CAGR vs absolute return - why CAGR matters more
| Investment | Initial | Final | Absolute return | Years | CAGR | Better investment? |
|---|---|---|---|---|---|---|
| Fund A | ₹1,00,000 | ₹2,00,000 | 100.00% | 5 yrs | 14.87% | Compare CAGR |
| Fund B | ₹1,00,000 | ₹3,00,000 | 200.00% | 10 yrs | 11.61% | Compare CAGR |
| Fund C | ₹1,00,000 | ₹1,50,000 | 50.00% | 3 yrs | 14.47% | Compare CAGR |
Fund B looks best by absolute return (200%), but Fund C actually has the highest CAGR (14.47%) — meaning it grew fastest per year. Fund A is second at 14.87% CAGR. Without CAGR, you can't compare investments that ran for different durations. CAGR normalizes time and makes apples-to-apples comparison possible.

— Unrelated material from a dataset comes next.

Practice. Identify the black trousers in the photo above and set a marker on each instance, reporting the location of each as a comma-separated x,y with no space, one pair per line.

The Rule of 72 - mental shortcut for CAGR
Divide 72 by the CAGR to get the approximate number of years for your investment to double. At 12% CAGR, money doubles in 72÷12 = 6 years. At 6%, it doubles in 12 years. This is why CAGR matters so much: a 6% difference in CAGR over 30 years is the difference between 6× growth and 30× growth.